We'll take our first question from George Staphos with Bank of America.

Speaker 4

Hi, thank you very much for taking my question and for all the details. Congratulations on the progress so far. My question is about margin. Could you break down the 300 basis point drop we observed compared to the first quarter of 2021? There are some changes in mix, and we are also seeing the effects of inflation. It has been a long time since metal margins were at 6%, probably not since 2005 or 2006. Additionally, could you discuss the mix and margin trends you experienced in Custom Containers? There wasn't much growth in incremental margin, but there were some shifts in business and tougher comparisons following the hygiene boom. Thank you.

Bob Lewis CFO

Hey George. This is Bob. I'll address the metal part of that question. If you look at the year-over-year drop, it decreased from around 9% to about 6%. The main factor contributing to this is the significant inflation we are currently experiencing. When considering that metal prices have risen by over 80%, it accounts for a substantial portion of that change, around 200 basis points. The remainder can be attributed to a less favorable mix and some changes on the volume side as well. This explains the shift to the 6%. It's not surprising that the last time we observed this was around 2005, which was another period marked by a similar, albeit not as severe, inflationary environment concerning raw materials.
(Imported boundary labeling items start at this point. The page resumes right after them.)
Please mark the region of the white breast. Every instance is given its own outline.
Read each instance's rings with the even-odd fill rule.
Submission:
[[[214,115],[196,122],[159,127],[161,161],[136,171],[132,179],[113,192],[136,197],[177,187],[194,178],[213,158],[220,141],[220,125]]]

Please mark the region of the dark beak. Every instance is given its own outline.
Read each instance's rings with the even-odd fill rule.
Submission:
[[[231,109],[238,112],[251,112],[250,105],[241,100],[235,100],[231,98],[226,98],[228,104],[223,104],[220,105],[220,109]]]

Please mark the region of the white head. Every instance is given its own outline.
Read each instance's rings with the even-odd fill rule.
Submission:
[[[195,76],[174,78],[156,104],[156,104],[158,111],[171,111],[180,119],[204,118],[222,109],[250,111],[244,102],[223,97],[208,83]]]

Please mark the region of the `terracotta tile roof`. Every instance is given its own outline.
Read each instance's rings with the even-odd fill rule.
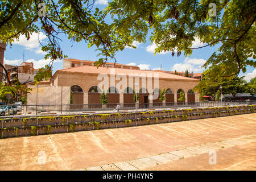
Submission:
[[[70,61],[82,62],[82,63],[95,63],[95,61],[94,61],[81,60],[79,60],[79,59],[65,59],[65,60],[68,60],[68,61]],[[110,65],[114,65],[114,64],[115,64],[114,63],[109,63],[109,62],[107,62],[106,64],[110,64]],[[131,66],[131,65],[129,65],[120,64],[120,63],[115,63],[115,65],[120,65],[120,66],[126,66],[126,67],[132,67],[138,68],[138,67],[137,67],[137,66]]]
[[[194,77],[197,77],[197,76],[202,76],[202,73],[194,73],[194,75],[193,75]]]
[[[156,72],[154,71],[149,71],[149,70],[137,70],[137,69],[118,68],[104,68],[101,67],[100,67],[97,68],[97,67],[83,65],[58,70],[55,72],[55,73],[53,75],[53,77],[55,76],[55,75],[57,74],[59,72],[88,73],[88,74],[106,73],[108,75],[110,75],[111,69],[114,69],[115,70],[115,75],[119,73],[123,73],[126,75],[129,75],[129,73],[133,73],[133,74],[138,73],[139,75],[141,73],[146,73],[146,74],[152,73],[152,76],[154,76],[154,74],[156,73]],[[159,78],[162,78],[198,81],[198,80],[196,79],[193,79],[176,75],[167,73],[162,72],[158,72],[158,73],[159,74]]]

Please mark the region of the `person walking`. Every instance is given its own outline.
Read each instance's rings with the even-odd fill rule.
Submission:
[[[119,105],[119,103],[118,103],[117,104],[117,108],[116,108],[116,109],[117,109],[117,111],[119,111],[119,109],[120,109],[120,106]]]
[[[114,110],[113,112],[115,112],[115,107],[117,107],[115,104],[114,104]]]

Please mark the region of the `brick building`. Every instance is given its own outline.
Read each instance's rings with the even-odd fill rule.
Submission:
[[[67,60],[67,59],[65,60]],[[68,61],[72,64],[75,62],[73,59]],[[93,61],[92,61],[93,62]],[[77,63],[88,63],[79,61]],[[68,68],[57,71],[53,75],[52,79],[48,83],[52,86],[70,86],[73,92],[73,104],[100,104],[100,96],[102,89],[98,87],[101,80],[98,79],[100,74],[105,74],[109,77],[108,89],[105,90],[108,96],[109,104],[119,103],[121,107],[129,104],[133,102],[133,95],[135,92],[139,94],[139,103],[142,107],[145,104],[149,106],[159,104],[162,102],[160,101],[159,97],[156,99],[150,100],[150,96],[152,96],[155,89],[160,90],[165,89],[166,100],[163,101],[163,104],[174,105],[175,102],[179,102],[178,99],[180,98],[180,92],[182,91],[185,96],[186,102],[199,101],[199,95],[198,93],[194,93],[192,90],[198,84],[199,80],[192,78],[180,76],[173,74],[170,74],[165,72],[156,72],[153,71],[139,70],[139,68],[135,67],[134,69],[129,68],[129,65],[122,64],[115,64],[120,67],[115,67],[115,65],[109,67],[92,66],[93,63],[89,65],[76,65]],[[84,64],[84,63],[83,63]],[[66,67],[66,65],[63,65]],[[109,65],[112,65],[109,63]],[[121,67],[121,66],[122,66]],[[129,68],[124,68],[128,67]],[[113,73],[113,72],[114,74]],[[153,77],[158,73],[159,75],[159,86],[158,88],[152,88],[151,90],[148,90],[148,81],[150,78],[147,77],[149,74],[151,74],[151,80],[152,85],[154,85],[154,80]],[[126,88],[120,87],[118,89],[117,86],[120,84],[121,80],[129,80],[129,74],[133,74],[133,83]],[[123,75],[120,76],[120,75]],[[114,76],[115,82],[114,85],[110,85],[111,77]],[[137,85],[135,85],[137,80]],[[119,82],[120,81],[120,82]],[[145,84],[146,82],[146,84]],[[110,92],[110,90],[113,92]]]

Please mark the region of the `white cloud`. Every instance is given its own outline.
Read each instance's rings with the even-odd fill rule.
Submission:
[[[246,81],[250,81],[251,78],[253,78],[256,76],[256,69],[255,69],[251,73],[248,73],[245,75],[245,80]]]
[[[108,5],[108,0],[97,0],[95,4]]]
[[[185,59],[185,63],[190,63],[195,65],[203,65],[206,63],[206,60],[203,59]]]
[[[146,51],[151,53],[155,53],[155,49],[158,47],[158,44],[155,43],[153,43],[152,44],[150,44],[146,48]],[[165,55],[166,53],[169,53],[171,51],[161,51],[160,53],[158,53],[160,55]],[[177,52],[177,50],[174,50],[175,52]]]
[[[141,64],[138,65],[141,70],[143,69],[149,69],[150,67],[150,64]]]
[[[34,64],[34,68],[39,69],[42,67],[44,67],[46,65],[49,64],[51,62],[51,60],[49,59],[40,59],[38,61],[36,61],[34,59],[29,59],[26,61],[26,62],[33,63]],[[61,60],[59,59],[57,59],[54,61],[54,63],[60,63]]]
[[[3,64],[10,64],[12,65],[18,65],[22,63],[21,59],[15,59],[14,60],[9,60],[3,58]]]
[[[28,59],[27,60],[24,60],[24,62],[28,63],[33,63],[34,64],[34,68],[39,69],[42,67],[44,67],[46,65],[49,64],[51,61],[51,59],[48,59],[47,60],[45,59],[40,59],[38,61],[36,61],[33,59]],[[22,60],[7,60],[5,58],[3,59],[3,64],[10,64],[13,65],[19,65],[23,62]],[[59,59],[57,59],[54,61],[54,63],[60,63],[61,60]]]
[[[195,41],[192,42],[192,48],[201,47],[205,44],[199,38],[196,38],[195,39]]]
[[[21,35],[18,40],[15,40],[13,44],[18,44],[26,47],[27,49],[38,48],[40,46],[39,39],[40,42],[46,39],[47,36],[44,33],[39,32],[39,34],[33,32],[30,35],[30,39],[27,40],[24,35]]]
[[[172,69],[179,72],[185,72],[188,69],[191,72],[202,72],[203,69],[201,67],[205,62],[206,60],[203,59],[185,59],[183,63],[175,64]]]
[[[135,66],[136,63],[130,63],[127,64],[127,65],[129,65],[129,66]]]
[[[134,40],[133,42],[133,43],[131,44],[132,46],[136,47],[137,48],[138,48],[138,46],[139,46],[141,44],[141,43],[139,42],[138,42],[138,41]],[[130,49],[133,49],[133,48],[129,47],[129,46],[125,46],[125,48],[130,48]]]
[[[41,49],[41,48],[39,48],[38,49],[35,50],[35,53],[37,53],[38,55],[45,55],[47,53],[47,52],[43,51]]]

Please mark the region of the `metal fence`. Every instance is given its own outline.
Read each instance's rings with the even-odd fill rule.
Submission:
[[[232,102],[193,102],[160,103],[120,104],[119,111],[175,109],[179,107],[214,107],[244,105],[255,105],[256,101]],[[72,104],[39,105],[4,105],[0,106],[1,116],[6,115],[43,115],[82,114],[92,111],[113,111],[114,104]]]

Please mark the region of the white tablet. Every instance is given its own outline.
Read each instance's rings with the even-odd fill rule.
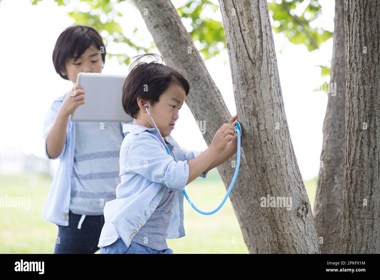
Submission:
[[[101,73],[78,74],[76,84],[84,90],[84,104],[71,114],[73,122],[130,122],[133,118],[122,105],[123,86],[127,75]]]

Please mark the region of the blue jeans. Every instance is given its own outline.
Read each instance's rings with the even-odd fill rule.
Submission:
[[[69,210],[69,225],[58,225],[54,254],[93,254],[99,250],[104,216],[86,216],[79,229],[78,224],[81,217]]]
[[[111,244],[100,248],[100,254],[173,254],[170,248],[163,250],[155,250],[132,241],[127,247],[120,237]]]

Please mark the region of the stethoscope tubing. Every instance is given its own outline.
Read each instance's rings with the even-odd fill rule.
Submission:
[[[158,133],[158,134],[160,135],[160,137],[161,141],[162,141],[162,143],[163,144],[164,146],[165,147],[165,149],[166,150],[166,152],[168,154],[170,155],[172,155],[170,153],[170,151],[169,149],[169,148],[165,143],[165,141],[164,141],[163,138],[161,136],[161,133],[160,133],[160,131],[158,130],[157,126],[156,125],[156,124],[153,121],[153,118],[152,117],[150,114],[149,112],[149,111],[148,110],[147,105],[146,104],[145,107],[146,109],[147,112],[148,112],[148,115],[149,115],[149,117],[150,117],[150,119],[152,120],[152,122],[153,123],[153,125],[154,125],[154,127],[156,128],[156,129],[157,130],[157,131]],[[226,202],[227,198],[230,195],[230,194],[231,193],[231,191],[232,190],[232,189],[233,188],[235,184],[235,182],[236,181],[236,178],[238,176],[238,174],[239,173],[239,167],[240,166],[240,150],[241,140],[241,128],[240,126],[240,124],[239,123],[239,122],[236,122],[236,125],[234,127],[234,128],[235,132],[238,133],[238,159],[236,162],[236,166],[235,169],[235,172],[234,173],[233,177],[232,178],[232,181],[231,181],[231,183],[230,185],[230,187],[228,188],[228,189],[227,191],[226,195],[225,195],[224,198],[223,198],[223,200],[222,201],[222,202],[220,203],[220,204],[219,204],[219,206],[215,209],[212,211],[210,211],[210,212],[205,212],[204,211],[202,211],[194,205],[194,203],[193,203],[190,198],[188,197],[188,196],[187,195],[187,194],[186,193],[186,191],[184,189],[182,191],[184,193],[184,195],[185,195],[185,197],[186,198],[186,200],[189,203],[190,203],[190,206],[191,206],[193,207],[193,208],[197,212],[200,214],[203,215],[211,215],[211,214],[214,214],[217,212],[219,209],[220,209],[220,208],[222,208],[222,206],[223,206],[223,204],[224,204],[225,202]]]

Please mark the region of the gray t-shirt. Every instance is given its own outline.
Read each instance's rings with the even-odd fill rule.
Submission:
[[[103,215],[116,198],[119,158],[124,139],[119,122],[78,122],[69,209],[81,215]]]
[[[177,162],[175,150],[173,151],[174,146],[166,140],[165,142],[173,155],[173,159]],[[168,248],[166,238],[178,191],[166,187],[157,208],[132,238],[132,241],[155,250],[164,250]]]

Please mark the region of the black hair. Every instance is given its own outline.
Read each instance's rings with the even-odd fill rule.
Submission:
[[[139,57],[130,66],[130,69],[132,67],[132,69],[123,86],[123,108],[125,112],[133,118],[136,118],[136,115],[140,109],[137,104],[138,98],[147,101],[151,106],[154,106],[158,102],[160,96],[172,83],[177,83],[182,85],[187,96],[190,90],[188,82],[182,73],[157,61],[149,63],[141,62],[133,66],[139,59],[148,55],[162,59],[160,56],[155,53],[145,54],[132,58]],[[149,91],[146,90],[147,86]]]
[[[92,45],[99,50],[104,67],[106,47],[101,37],[96,29],[80,25],[72,26],[65,29],[57,39],[53,51],[53,64],[57,73],[65,80],[69,80],[66,75],[61,73],[66,71],[66,62],[71,58],[76,59],[80,57]],[[76,56],[74,56],[76,51]]]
And then George when you move over to Custom Containers really the mix change there was some of our customers in our Custom Container segment having difficulties securing ingredients and other packaging raw materials to fill products. So those are typically in some of our smaller packages. So, we did have a greater mix of larger packages that we sold from Custom Containers in Q1 generating us a more favorable mix.

Speaker 4

I will turn it over.

Operator

All right. Your next question will come from the line of Mark Wilde with Bank of Montreal.

Speaker 5

Good morning, Adam, Bob, Kim. I'd like to just talk a little bit about tinplate. There's discussion of tinplate prices moving up even further in 2023. And I wondered if you can just address that issue? And then also touch on any sources of incremental supply that might be available and also whether these continued increases in tinplate are having any impact on demand or maybe prompting people to look at further substitution?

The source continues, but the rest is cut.